Independent Hospital Pricing Authority

I spoke in parliament yesterday about the Independent Hospital Pricing Authority.
National Health Reform Amendment (Independent Hospital Pricing Authority) Bill 2011
31 October 2011

Public hospitals are the cornerstone of Australia's healthcare system. In Australia, if you are seriously sick or badly injured, you can go to your local public hospital and be sure you will be afforded a high standard of care from well-qualified professionals. Australians do not live in fear of medical bankruptcy.

Looking after the wellbeing of Australians is what the Labor Party does. We are, after all, the party that introduced Medibank, under the Whitlam government in 1975. Recreated as Medicare under the Hawke Labor government, it is an everyday reminder of the commitment Labor has to affordable, accessible and quality health care for all Australians. Recently the government reached agreement with all the states and territories for a national healthcare agreement. This followed a comprehensive process to make sure we got health reform right—a process that involved an independent inquiry, an extensive consultation with states, territories, healthcare providers and health experts—because this government cares for the issues that matter most to Australian families.

Australian families want to know that when a member of their family falls sick they can get the help they need from a public hospital irrespective of their circumstances or location. But in meeting that goal we have to continually improve health care. Labor is the party of reform in Australia and this includes making the healthcare system of tomorrow better than the one we have today. Australians need to have the confidence that if they are badly hurt the public hospital system will be there as their safety net.

I was stunned on 12 September this year by an incident in the United States. At a Republican presidential candidate debate, hosted by CNN and the Tea Party Express, debate moderator Wolf Blitzer asked a hypothetical question about a young man who had failed to buy health insurance. He asked congressman Ron Paul whether the young man should be provided government financed medical care in the event of a serious accident. Blitzer asked Paul: 'Are you saying that society should just let him die?' While Paul hesitated, a number of audience members shouted out, 'Yeah!'

We are fortunate to live in a country where this type of outburst is unthinkable, where there is no question about the role of government in the provision of health care. We know it is the right thing to do and we know it is something we need to get right. Labor's introduction of Medicare has now ensured, decades on, that it is part of the Australian social fabric.

Under the new health agreement, the Commonwealth government will commence by paying 45 per cent of the growth in hospital costs from 2014 to 2015. From 2017-18 that figure will be increased to 50 per cent. There will be a national funding pool so all hospitals will be paid in the same way, whether they be in Bourke or in Ballarat. This will deliver unprecedented transparency to hospital funding arrangements. This transparency will be furthered by the introduction of activity based funding. As one of the key recommendations of the National Health and Hospitals Reform Commission report, activity based funding will increase the efficiency of public hospital funding.

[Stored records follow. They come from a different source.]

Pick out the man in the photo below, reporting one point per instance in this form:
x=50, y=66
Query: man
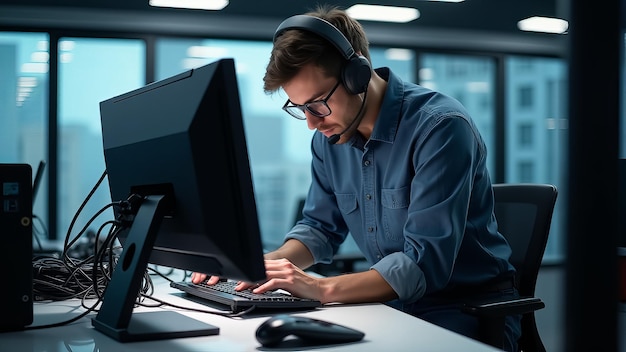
x=399, y=167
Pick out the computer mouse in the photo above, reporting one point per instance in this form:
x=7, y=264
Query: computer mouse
x=275, y=329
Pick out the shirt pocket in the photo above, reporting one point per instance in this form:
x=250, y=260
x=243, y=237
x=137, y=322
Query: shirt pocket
x=346, y=203
x=395, y=204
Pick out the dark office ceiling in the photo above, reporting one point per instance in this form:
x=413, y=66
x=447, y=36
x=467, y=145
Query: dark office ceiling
x=481, y=15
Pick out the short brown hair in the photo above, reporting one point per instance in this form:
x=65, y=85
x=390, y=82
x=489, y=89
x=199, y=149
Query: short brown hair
x=295, y=49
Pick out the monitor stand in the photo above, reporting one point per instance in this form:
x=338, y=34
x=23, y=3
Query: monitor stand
x=115, y=317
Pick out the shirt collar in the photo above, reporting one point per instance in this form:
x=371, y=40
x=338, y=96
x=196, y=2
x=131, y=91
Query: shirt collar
x=390, y=110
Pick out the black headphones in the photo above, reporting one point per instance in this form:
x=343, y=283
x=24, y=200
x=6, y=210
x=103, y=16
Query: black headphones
x=356, y=72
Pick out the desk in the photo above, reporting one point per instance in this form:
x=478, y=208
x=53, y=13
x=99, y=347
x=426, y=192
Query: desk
x=386, y=329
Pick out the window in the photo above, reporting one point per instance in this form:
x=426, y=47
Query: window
x=90, y=70
x=538, y=153
x=526, y=171
x=24, y=67
x=469, y=80
x=525, y=135
x=525, y=97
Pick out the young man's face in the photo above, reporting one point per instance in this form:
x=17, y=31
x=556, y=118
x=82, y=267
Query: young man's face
x=309, y=85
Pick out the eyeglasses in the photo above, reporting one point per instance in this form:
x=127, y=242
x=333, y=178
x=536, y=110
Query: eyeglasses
x=317, y=108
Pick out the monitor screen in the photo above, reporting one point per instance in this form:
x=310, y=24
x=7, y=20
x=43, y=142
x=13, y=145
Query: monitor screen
x=177, y=148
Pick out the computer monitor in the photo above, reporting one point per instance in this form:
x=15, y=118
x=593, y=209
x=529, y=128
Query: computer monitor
x=179, y=144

This will be a departure from current arrangements. The Commonwealth provides public hospitals with block grants through state and territory governments. These grants are not tied to service provision. Under the new arrangements, they will be overseen by the Independent Hospital Pricing Authority, a key institutional reform under the National Health Reform Agreement. It will operate alongside the Australian Commission on Safety and Quality in Health Care and the National Health Performance Authority to ensure that greater transparency drives reform. In practical terms this will mean more beds, more local control, more transparency, less bureaucracy, less waste and less waiting.

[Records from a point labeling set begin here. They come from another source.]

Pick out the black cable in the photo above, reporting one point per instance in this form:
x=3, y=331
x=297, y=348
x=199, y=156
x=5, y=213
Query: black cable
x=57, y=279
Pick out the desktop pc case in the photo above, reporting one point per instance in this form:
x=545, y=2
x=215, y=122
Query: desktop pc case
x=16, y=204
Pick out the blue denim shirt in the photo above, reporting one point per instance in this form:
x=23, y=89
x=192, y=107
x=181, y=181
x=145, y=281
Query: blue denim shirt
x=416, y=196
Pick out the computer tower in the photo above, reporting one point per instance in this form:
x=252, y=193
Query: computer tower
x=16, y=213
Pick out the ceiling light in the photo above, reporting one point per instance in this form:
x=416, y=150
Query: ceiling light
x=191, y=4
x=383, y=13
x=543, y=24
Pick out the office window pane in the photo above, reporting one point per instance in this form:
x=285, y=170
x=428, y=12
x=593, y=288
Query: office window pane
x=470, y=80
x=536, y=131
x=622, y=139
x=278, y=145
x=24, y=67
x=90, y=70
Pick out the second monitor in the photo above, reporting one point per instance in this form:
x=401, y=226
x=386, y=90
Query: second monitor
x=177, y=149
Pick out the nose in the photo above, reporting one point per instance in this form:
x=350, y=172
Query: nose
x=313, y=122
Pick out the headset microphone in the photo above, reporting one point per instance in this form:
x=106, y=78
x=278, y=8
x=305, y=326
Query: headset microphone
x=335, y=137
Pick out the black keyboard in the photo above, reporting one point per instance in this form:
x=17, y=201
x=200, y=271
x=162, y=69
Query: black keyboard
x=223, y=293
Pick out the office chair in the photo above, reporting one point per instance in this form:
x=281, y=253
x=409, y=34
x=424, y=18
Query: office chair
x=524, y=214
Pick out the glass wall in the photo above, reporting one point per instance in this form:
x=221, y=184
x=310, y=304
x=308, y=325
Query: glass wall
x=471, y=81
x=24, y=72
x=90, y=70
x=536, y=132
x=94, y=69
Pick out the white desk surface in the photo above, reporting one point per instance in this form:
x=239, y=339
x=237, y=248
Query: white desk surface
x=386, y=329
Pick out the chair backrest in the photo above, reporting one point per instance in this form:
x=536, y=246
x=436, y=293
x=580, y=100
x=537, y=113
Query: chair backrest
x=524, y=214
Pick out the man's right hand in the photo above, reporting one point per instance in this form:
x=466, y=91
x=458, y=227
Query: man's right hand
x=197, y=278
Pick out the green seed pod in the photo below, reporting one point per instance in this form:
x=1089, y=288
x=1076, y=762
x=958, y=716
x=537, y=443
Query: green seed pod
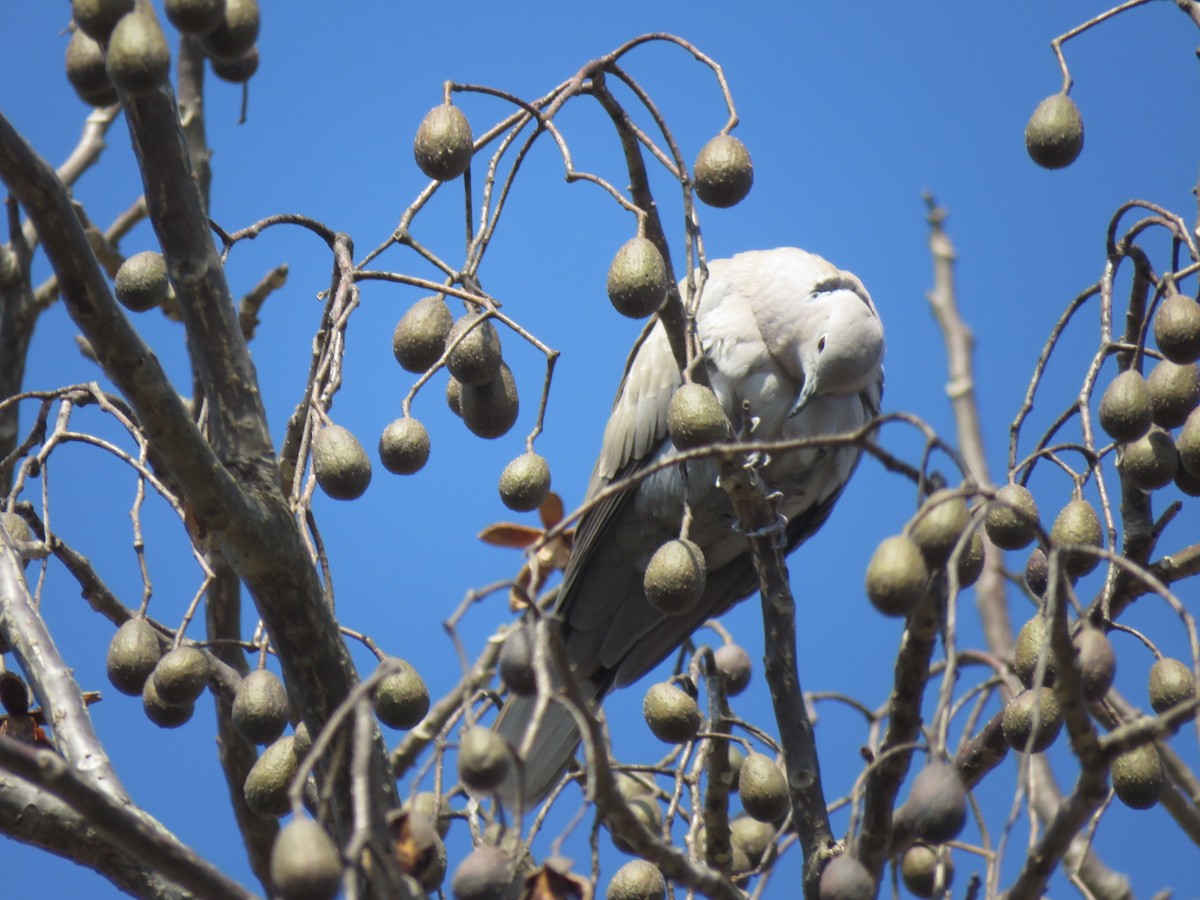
x=420, y=335
x=305, y=864
x=138, y=59
x=341, y=465
x=444, y=144
x=142, y=281
x=491, y=409
x=261, y=707
x=88, y=73
x=1177, y=328
x=484, y=760
x=1013, y=517
x=1138, y=777
x=939, y=525
x=1151, y=461
x=1126, y=412
x=1078, y=523
x=237, y=33
x=405, y=447
x=672, y=714
x=724, y=172
x=675, y=577
x=897, y=576
x=1055, y=133
x=401, y=700
x=762, y=787
x=525, y=483
x=1033, y=713
x=1174, y=393
x=97, y=18
x=181, y=676
x=267, y=783
x=132, y=655
x=1170, y=682
x=637, y=279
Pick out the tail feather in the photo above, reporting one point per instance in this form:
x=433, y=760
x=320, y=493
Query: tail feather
x=553, y=744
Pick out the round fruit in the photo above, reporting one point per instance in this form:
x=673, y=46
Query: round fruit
x=939, y=525
x=235, y=34
x=1013, y=517
x=420, y=335
x=401, y=700
x=427, y=804
x=87, y=72
x=261, y=707
x=733, y=663
x=341, y=465
x=1170, y=682
x=753, y=838
x=918, y=868
x=1055, y=133
x=484, y=874
x=491, y=409
x=971, y=562
x=695, y=418
x=936, y=809
x=142, y=281
x=516, y=661
x=181, y=675
x=1037, y=573
x=525, y=483
x=763, y=789
x=195, y=17
x=723, y=172
x=444, y=143
x=160, y=712
x=1138, y=777
x=1151, y=461
x=1126, y=412
x=1174, y=393
x=1031, y=641
x=483, y=760
x=845, y=879
x=405, y=447
x=675, y=577
x=897, y=576
x=1177, y=328
x=637, y=880
x=1033, y=713
x=138, y=59
x=239, y=70
x=96, y=18
x=477, y=358
x=304, y=863
x=672, y=714
x=1188, y=444
x=267, y=783
x=1097, y=663
x=637, y=279
x=1078, y=523
x=132, y=654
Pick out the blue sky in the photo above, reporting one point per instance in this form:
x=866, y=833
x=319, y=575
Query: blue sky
x=850, y=112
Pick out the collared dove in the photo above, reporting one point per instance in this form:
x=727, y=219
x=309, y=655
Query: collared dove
x=793, y=346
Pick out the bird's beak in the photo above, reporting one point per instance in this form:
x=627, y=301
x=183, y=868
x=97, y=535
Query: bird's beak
x=807, y=393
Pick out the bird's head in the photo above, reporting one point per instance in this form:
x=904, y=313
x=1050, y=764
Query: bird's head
x=838, y=341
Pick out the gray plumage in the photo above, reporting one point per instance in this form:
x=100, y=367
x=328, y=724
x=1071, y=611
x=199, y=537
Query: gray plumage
x=798, y=343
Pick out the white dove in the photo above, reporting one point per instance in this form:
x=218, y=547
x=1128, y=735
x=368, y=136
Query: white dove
x=793, y=346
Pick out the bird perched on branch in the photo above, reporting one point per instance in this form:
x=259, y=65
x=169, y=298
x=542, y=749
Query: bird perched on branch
x=793, y=348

As the dad of two little boys who always seem to be falling and hitting their heads, I have spent many hours sitting in emergency departments dealing with everything from concussion to gastro problems. I know the stress that builds up while you are sitting in that emergency room waiting for service. It is imperative that we do what we can to cut hospital waiting times, to make sure that those who are in urgent need of attention get it. Equally important is ensuring that those people whose requirements are less pressing are provided with quality care outside the hospital system. We should get the people who need quick access to hospitals in as quickly as we can but also ensure that those who do not need a hospital are not using the hospital facilities and putting pressure on them.

The Independent Hospital Pricing Authority will operate as an umpire, setting a price for the growth in hospital services and providing the government with advice on their implementation. As agreed at COAG, the new national approach to activity based funding will commence from 1 July 2012. The record investment in public hospitals of an additional $19.8 billion over 10 years will see the Commonwealth paying 50 per cent of the efficient cost of growth in hospital costs.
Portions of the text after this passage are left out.